Briefly Deep and Meaningful

I read some short pieces of writing by Ross Gay, Chris Cluff, and Elizabeth Acevedo; their voices are still with me now and while what I have read by each author is but a brief glimpse into the human experience, the words are so deep that I need space and time to hold and understand their meaningfulness.

In many ways, this has been the case with lines from Shakespeare which cling to me like summer’s sweat, or poems whose rhymes continue to shift in depth and breadth under my skin. I’ve been thinking about some of the deep and meaningful lessons of identity and what we willingly select as “core texts” in the classroom, and I’m looking for ones which convey a range of emotions and ones that represent rich identities, ones other than my own. These three were appetizers to a massive feast of thought and reflection this week.

Chris Cluff posted this image of visual-verbal prose-poetry. I love how his posts defy classification in form and content. He leaves you with thoughts unconfirmed, in a state of wonder. Yet, it seems to me that the brevity of Twitter may obscure these potential morsels of richness. I thought deeply about the meaning of “white noise”, how sometimes these poetic pauses encapsulate such an enigmatic range of ideas. I cannot say for sure what he intended here, but I thought about this brief post for a long time reading it through the lens of my own experience.

And then a post by Vicky Mochama led me to an episode of the podcast, Code Switch, called “Hold Up! Time for an Explanatory Comma”. The hosts of the episode discuss the dilemma of pausing to explain something that a White audience might not understand that a BIPOC audience typically does understand. They debated the need to provide the brief explanatory pause as it “speaks to who is valued or centred in the conversation”. The problem is that White supremacy is at play here and Black culture or Brown culture or othered cultures which have all sorts of references known internally need to provide explanations for White people to understand. They make is clear that they don’t really mean “all White people” but that “White people is slang” for what we are all being force fed by the overarching whiteness where “everything is filtered through a white lens” from history to English to Science. They want to reach an audience, a wide audience, but the “double-consciousness” is revealed in the pause.

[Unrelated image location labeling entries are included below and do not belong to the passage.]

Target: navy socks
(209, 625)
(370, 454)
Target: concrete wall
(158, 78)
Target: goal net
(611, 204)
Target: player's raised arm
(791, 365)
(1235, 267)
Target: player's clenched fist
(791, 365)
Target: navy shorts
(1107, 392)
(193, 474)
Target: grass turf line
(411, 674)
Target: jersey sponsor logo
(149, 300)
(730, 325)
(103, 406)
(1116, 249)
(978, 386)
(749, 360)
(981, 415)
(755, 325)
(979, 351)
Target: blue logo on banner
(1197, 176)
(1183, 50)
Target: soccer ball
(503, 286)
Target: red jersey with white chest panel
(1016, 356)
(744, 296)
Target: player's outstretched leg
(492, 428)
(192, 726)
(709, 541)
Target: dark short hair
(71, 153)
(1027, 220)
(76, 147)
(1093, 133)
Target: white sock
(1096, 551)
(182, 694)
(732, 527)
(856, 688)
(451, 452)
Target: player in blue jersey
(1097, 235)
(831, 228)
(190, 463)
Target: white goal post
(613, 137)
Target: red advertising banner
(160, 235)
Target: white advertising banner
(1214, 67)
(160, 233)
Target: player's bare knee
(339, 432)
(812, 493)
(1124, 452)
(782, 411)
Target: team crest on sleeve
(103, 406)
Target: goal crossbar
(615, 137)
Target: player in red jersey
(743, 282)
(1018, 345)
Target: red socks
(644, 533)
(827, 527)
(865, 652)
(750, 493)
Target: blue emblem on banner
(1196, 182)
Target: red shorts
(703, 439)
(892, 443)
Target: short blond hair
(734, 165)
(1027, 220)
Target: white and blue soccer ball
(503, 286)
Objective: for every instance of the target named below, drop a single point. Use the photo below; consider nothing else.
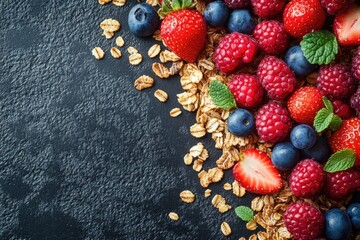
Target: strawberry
(303, 16)
(347, 26)
(304, 103)
(256, 173)
(183, 29)
(347, 136)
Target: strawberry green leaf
(221, 95)
(340, 161)
(322, 119)
(245, 213)
(319, 47)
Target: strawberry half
(256, 173)
(347, 26)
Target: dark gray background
(83, 154)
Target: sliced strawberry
(347, 26)
(256, 173)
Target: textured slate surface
(83, 154)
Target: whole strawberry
(347, 136)
(276, 77)
(303, 220)
(183, 29)
(247, 90)
(273, 122)
(340, 185)
(303, 16)
(307, 178)
(304, 103)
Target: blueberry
(241, 21)
(216, 14)
(354, 213)
(320, 152)
(285, 156)
(297, 62)
(241, 122)
(303, 136)
(143, 20)
(337, 225)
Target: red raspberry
(307, 178)
(342, 109)
(233, 50)
(247, 90)
(334, 6)
(341, 184)
(356, 63)
(268, 8)
(271, 36)
(335, 80)
(276, 77)
(355, 101)
(303, 220)
(273, 122)
(236, 3)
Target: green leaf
(221, 95)
(319, 47)
(340, 161)
(328, 104)
(336, 123)
(322, 119)
(245, 213)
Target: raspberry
(247, 90)
(276, 77)
(340, 184)
(335, 80)
(307, 178)
(233, 50)
(236, 3)
(303, 221)
(342, 109)
(334, 6)
(271, 37)
(356, 64)
(268, 8)
(355, 101)
(273, 122)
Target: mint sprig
(221, 95)
(340, 161)
(319, 47)
(325, 118)
(245, 213)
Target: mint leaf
(245, 213)
(221, 95)
(340, 161)
(336, 123)
(319, 47)
(322, 119)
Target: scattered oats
(187, 196)
(119, 41)
(174, 216)
(225, 229)
(110, 25)
(135, 59)
(227, 186)
(197, 130)
(161, 95)
(119, 3)
(98, 53)
(207, 193)
(143, 82)
(154, 51)
(116, 53)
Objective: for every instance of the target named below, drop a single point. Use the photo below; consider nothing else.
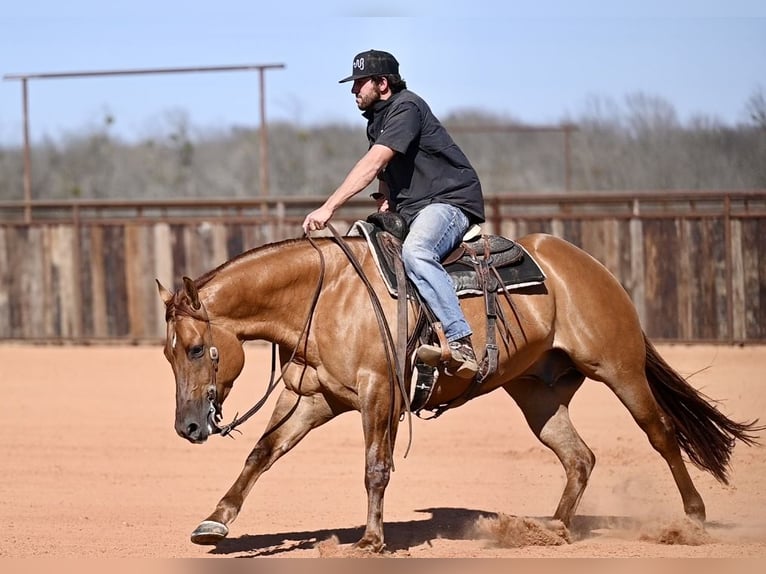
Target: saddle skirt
(514, 267)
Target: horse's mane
(204, 279)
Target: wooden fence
(693, 262)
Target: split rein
(393, 362)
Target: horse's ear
(165, 295)
(191, 291)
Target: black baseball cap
(372, 63)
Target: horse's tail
(703, 432)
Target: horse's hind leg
(380, 425)
(634, 392)
(292, 419)
(546, 409)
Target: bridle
(214, 414)
(199, 312)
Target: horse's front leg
(380, 424)
(290, 426)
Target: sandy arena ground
(92, 468)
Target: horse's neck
(267, 293)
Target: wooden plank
(738, 283)
(63, 295)
(637, 271)
(685, 282)
(234, 241)
(5, 286)
(115, 281)
(163, 270)
(719, 286)
(219, 239)
(134, 277)
(100, 321)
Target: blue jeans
(435, 231)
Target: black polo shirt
(428, 166)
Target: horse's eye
(196, 351)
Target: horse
(306, 297)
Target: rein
(273, 382)
(395, 375)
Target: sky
(538, 62)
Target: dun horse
(306, 297)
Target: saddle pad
(525, 273)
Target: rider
(426, 178)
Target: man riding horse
(424, 177)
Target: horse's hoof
(209, 532)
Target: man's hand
(317, 219)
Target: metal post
(264, 170)
(27, 154)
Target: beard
(365, 101)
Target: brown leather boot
(462, 362)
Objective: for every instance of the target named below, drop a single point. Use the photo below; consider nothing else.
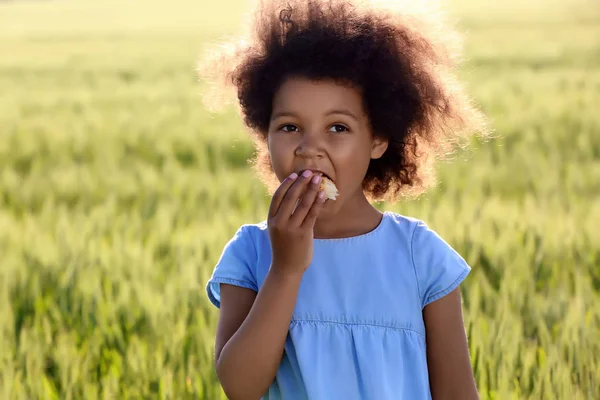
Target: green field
(118, 192)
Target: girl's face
(322, 126)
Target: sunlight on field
(118, 192)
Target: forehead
(316, 97)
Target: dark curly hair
(400, 60)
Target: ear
(379, 147)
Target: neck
(355, 217)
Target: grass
(118, 192)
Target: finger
(313, 213)
(290, 199)
(306, 201)
(280, 193)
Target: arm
(251, 334)
(450, 372)
(253, 327)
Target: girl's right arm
(253, 327)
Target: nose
(310, 146)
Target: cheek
(281, 156)
(351, 162)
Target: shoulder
(438, 268)
(250, 232)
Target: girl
(332, 299)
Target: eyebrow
(332, 112)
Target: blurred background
(118, 192)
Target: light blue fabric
(357, 331)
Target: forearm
(249, 361)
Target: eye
(289, 128)
(337, 128)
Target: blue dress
(357, 331)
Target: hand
(294, 209)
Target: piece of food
(328, 187)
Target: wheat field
(118, 192)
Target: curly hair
(401, 60)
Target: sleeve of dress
(236, 266)
(438, 267)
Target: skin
(319, 126)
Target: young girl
(332, 299)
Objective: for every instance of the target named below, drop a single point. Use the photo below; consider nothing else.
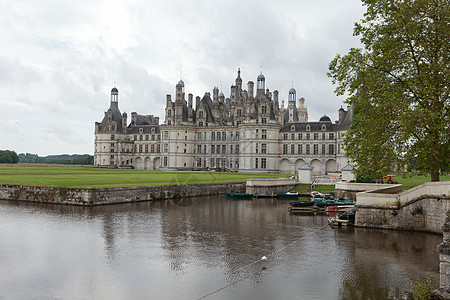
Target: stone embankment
(422, 208)
(90, 197)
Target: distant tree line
(8, 157)
(64, 159)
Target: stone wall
(426, 214)
(114, 195)
(421, 208)
(270, 185)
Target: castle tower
(291, 106)
(260, 84)
(239, 81)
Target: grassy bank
(90, 177)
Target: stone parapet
(89, 197)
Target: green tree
(398, 86)
(8, 156)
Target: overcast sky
(59, 59)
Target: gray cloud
(60, 60)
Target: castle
(246, 132)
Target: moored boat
(289, 195)
(335, 208)
(301, 203)
(239, 195)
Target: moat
(203, 248)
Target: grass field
(90, 177)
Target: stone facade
(245, 132)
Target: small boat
(239, 195)
(301, 203)
(335, 208)
(289, 195)
(265, 195)
(314, 193)
(343, 218)
(325, 203)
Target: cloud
(60, 59)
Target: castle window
(263, 163)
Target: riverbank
(104, 196)
(88, 177)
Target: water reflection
(198, 247)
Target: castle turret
(250, 86)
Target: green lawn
(90, 177)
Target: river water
(203, 248)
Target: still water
(203, 248)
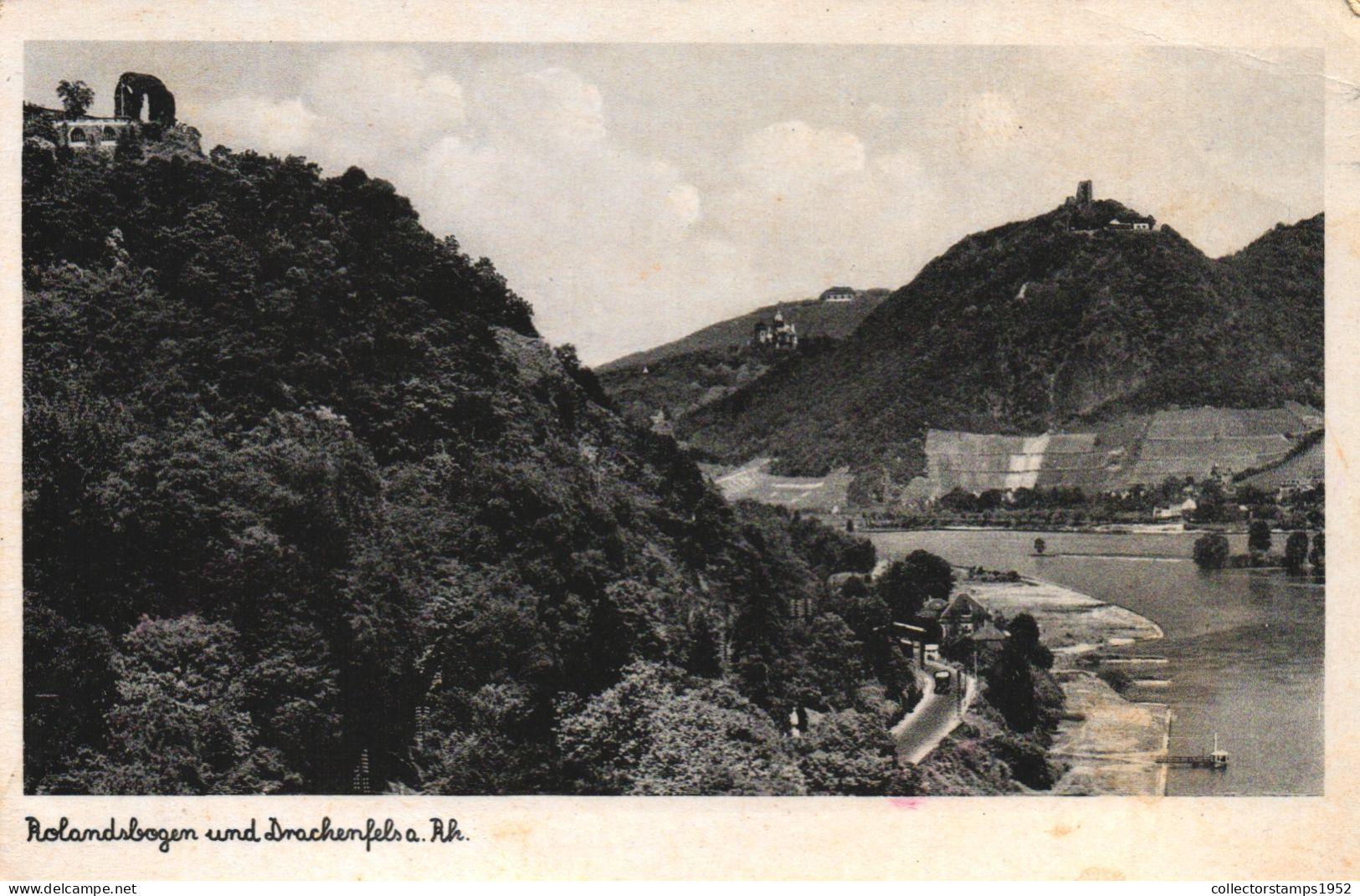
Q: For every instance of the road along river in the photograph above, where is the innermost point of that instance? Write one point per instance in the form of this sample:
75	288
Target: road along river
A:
1244	649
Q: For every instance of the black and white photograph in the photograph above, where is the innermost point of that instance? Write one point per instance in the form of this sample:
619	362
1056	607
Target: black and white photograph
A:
672	419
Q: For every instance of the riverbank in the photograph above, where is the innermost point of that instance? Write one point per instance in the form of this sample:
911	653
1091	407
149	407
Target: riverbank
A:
1110	744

This got me thinking about the often stated rationale for teaching Shakespeare as students will “need to understand” the many cultural references to the Bard, there would be no need for the explanatory comma, or that his plays contain “universal themes” which defy cultural classification. I had once felt this, but now I wonder what “everybody should know” and what double-consciousness for a White person might feel like. I’m not sure that I know enough about this, yet.

I am having a hard time with sustained reading and writing these days, and it appears from Twitter, that I’m not alone. Maybe the unsustained reading is really just sustained thinking. Maybe what is brief requires time and space and sustained thought to develop into something meaningful. I hope so.


4 thoughts on “Briefly Deep and Meaningful

  1. I love your imagery in the second paragraph and all the thinking and wide reading you are doing. I appreciate the question that maybe dictating what cultural references people should know does privilege one group (whites) above all others’ experiences.I think what you are reading and processing is inspiring deep thoughts.

    Liked by 1 person

  2. Thank you, Kathleen. The issue of equity has gained such significance and it feels pressing enough that many Slicers are considering. Thank you for supporting this writing group which helps us share and process.


  3. It is incredibly hard to think about what we do teach, what we should teach, what we can teach, what we will teach. Again and again I have been moved to reshape my thinking this summer – and I am left in a quandary. This post encapsulates that space very nicely.